Il marche à côté de moi en silence. Je le suis. Je suis un Oméga. Je ne contrôle pas, mais alors pas du tout mes phéromones. La médecin a beau dire que c’est normal, je m’en fous moi. Je veux juste que personne ne le sache. Je ne veux pas être vendu pour n’être qu’un reproducteur, comme ma mère. Je ne veux pas finir comme elle !
— Où est-ce que l’on va ?
Je réalise seulement maintenant que nous sommes dans la voiture de Jasper, et qu’il prend une route que je ne connais pas pour traverser Paris.
— Chez moi.
— Comment ?
— Tu as entendu madame Debois. Il faut que l’on reste ensemble le plus possible pour stabiliser tes phéromones en attendant que les suppresseurs fassent effet. Préviens chez toi que tu ne seras pas là du weekend. Tu n’as qu’à leur dire qu’on bosse chez moi.
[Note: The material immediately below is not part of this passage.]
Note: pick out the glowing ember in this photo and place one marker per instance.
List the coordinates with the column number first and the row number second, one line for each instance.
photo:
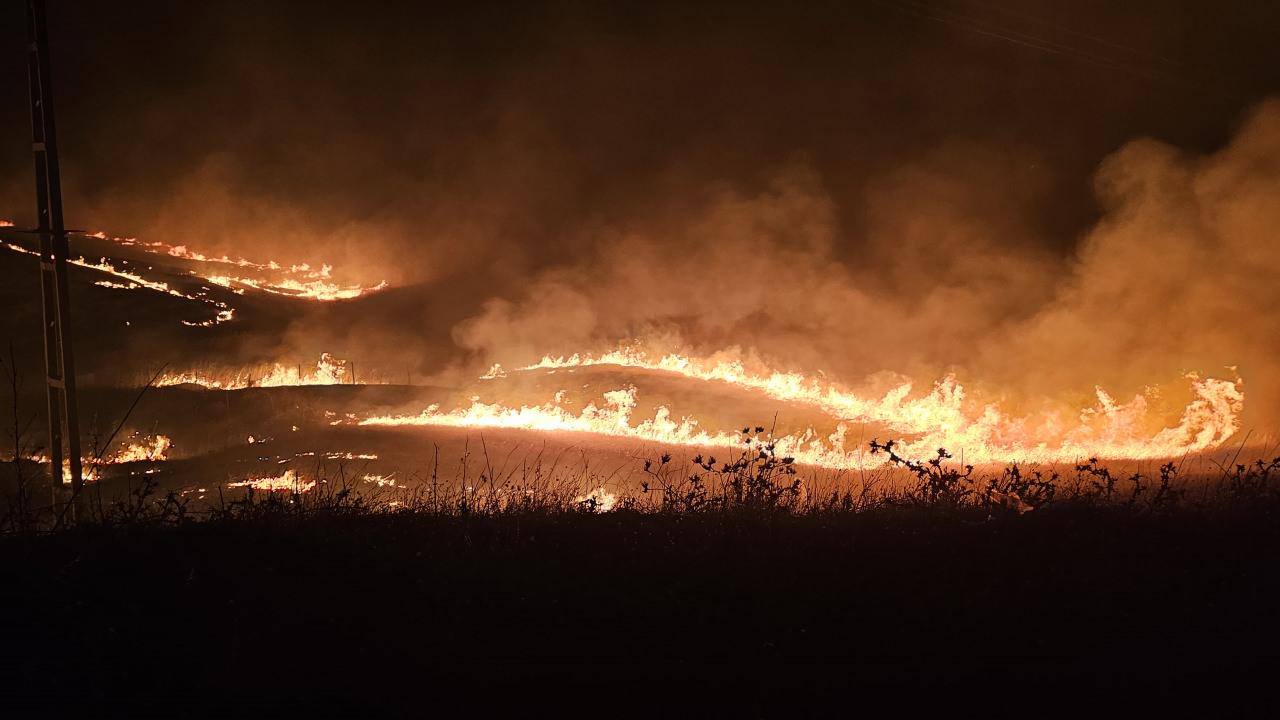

Il énonce cela avec une telle assurance. Je ne comprends toujours pas pourquoi il fait ça pour moi. Ou alors il… se méprend ?
— Je n’ai pas envie de coucher avec toi.
— Moi non plus. Enfin…
Il me regarde brièvement avant de manœuvrer pour se garer.
— Plus exactement, je respecte ton envie de ne pas être touché. Ça se voit que tu n’aimes pas ça.
Il coupe le contact et ajoute, d’un ton rassurant :
— Je suis content de pouvoir t’aider quand tu as un pic de chaleurs, je veux dire… C’était vraiment agréable de t’être utile comme ça. Mais je ne vais pas te demander de relations sexuelles alors que ça n’a pas l’air de t’intéresser. Juste, si tu as besoin, je serais là. Tous les Alphas ne sont pas des monstres assoiffés de sexe Markus, tu sais ?
Non, je ne sais pas. Dans ma famille, et plus généralement dans mon milieu, les Omégas sont épousés pour faire des enfants aux Alphas, et leur permettre de passer des ruts confortables. Mon frère aîné n’a jamais connu sa mère, qui s’est enfuie et a divorcé de mon père très vite. La mienne est un être fragile et effacé, qui n’a jamais servi que de génitrice et de faire-valoir au bras de Père, parce qu’elle est belle. Elle ne gère même pas la maisonnée parce que nous avons un majordome pour ça. Alors non, je ne sais pas. Et je ne sais d’ailleurs pas comment lui répondre. Je me contente de marmonner un vague « oui » et de le suivre, parce qu’il me propose de me reposer et parce qu’il prétend avoir une idée pour que mon statut reste secret.